HONG KONG, Feb 22 (Reuters) - Short-term New Zealand swap rates tumbled on Tuesday after a deadly earthquake in Christchurch prompted market players to shift gears and eye a possible central bank rate cut to help boost confidence in the economy.
* One-year swaps plummeted by a hefty 15 basis points to 3.15 percent, poised for its biggest single day drop since April 2009 and taking them to just 15 basis points above the 3 percent policy rate.
* Money markets were reflecting a roughly 20 percent chance the Reserve Bank of New Zealand could cut rates at its next policy meeting on March 10, a sharp shift in expectations for investors who had been eyeing rate hikes on the horizon.

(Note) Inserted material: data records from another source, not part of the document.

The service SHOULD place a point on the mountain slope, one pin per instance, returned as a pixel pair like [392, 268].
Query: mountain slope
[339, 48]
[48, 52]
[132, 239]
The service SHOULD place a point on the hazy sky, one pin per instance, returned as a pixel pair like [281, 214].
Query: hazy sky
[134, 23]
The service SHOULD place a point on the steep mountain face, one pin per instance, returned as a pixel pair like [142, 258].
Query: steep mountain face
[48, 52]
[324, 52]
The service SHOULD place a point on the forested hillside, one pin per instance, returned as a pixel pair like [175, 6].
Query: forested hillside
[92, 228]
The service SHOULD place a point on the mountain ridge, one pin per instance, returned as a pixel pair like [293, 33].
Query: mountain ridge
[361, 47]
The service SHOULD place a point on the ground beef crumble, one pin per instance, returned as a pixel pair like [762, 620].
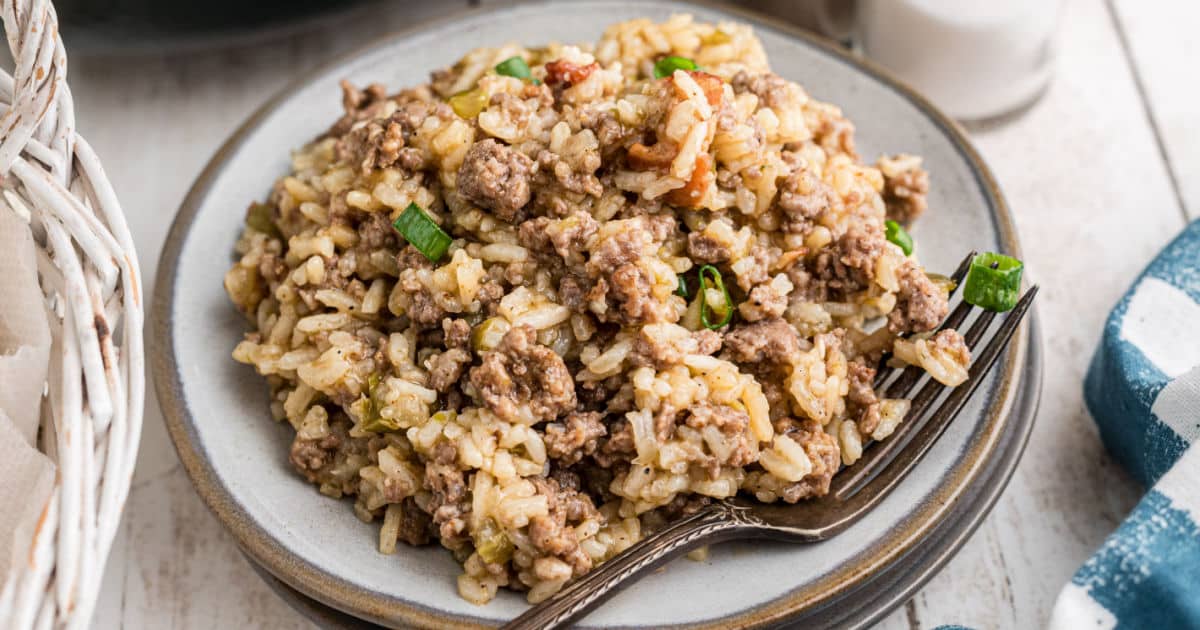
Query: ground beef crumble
[576, 437]
[772, 341]
[521, 377]
[822, 451]
[921, 305]
[497, 178]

* The fall in short-term rates yanked the swap curve steeper, with the spread between ten-year and one-year swaps hitting a 2-month high of 218 bps.
* Westpac Bank said there was a chance that the RBNZ would cut the official cash rate to shore up business confidence, while other bank analysts have already pushed out their expectations for the next rate hike by the RBNZ.
* Analysts at Deutsche Bank said there was a “significant likelihood” that the RBNZ would cut rates at one of the next two meetings to provide greater assurance that a recovery will still take hold in 2011.
* Rate markets have cut the total amount of expected RBNZ tightening over the next year by about half to just 29 bps over after the deadly earthquake, the second to rock the country’s second biggest city in five months.
* Data last week showed New Zealand retail sales fell for a second straight quarter in the last three months of the year, reinforcing expectations that the RBNZ would be slow to lift rates.
* In Southeast Asia, Thai swap rates dipped as banks stepped in to received fixed rates in the market, seeing the spike last week as overdone after a sharp surge in rates last week sparked by the central bank’s sterilisation of dollar intervention.
* The Bank of Thailand caused a squeeze in the swaps market last week when its sterilisation through purchases of forwards caused an unusually big shift in forward points, driving up IRS rates, whose floating leg is based on forward rates.
* As forward rates have settled back and pulled down the daily fixings for IRS floating rates , short-term swap rates dropped.
* One-year swaps slipped 1 bp to 2.38 percent, down from a three-year peak of 2.52 percent hit last week. Six month fixings, the floating leg for swap deals, fell 5 bps to 2.03 percent.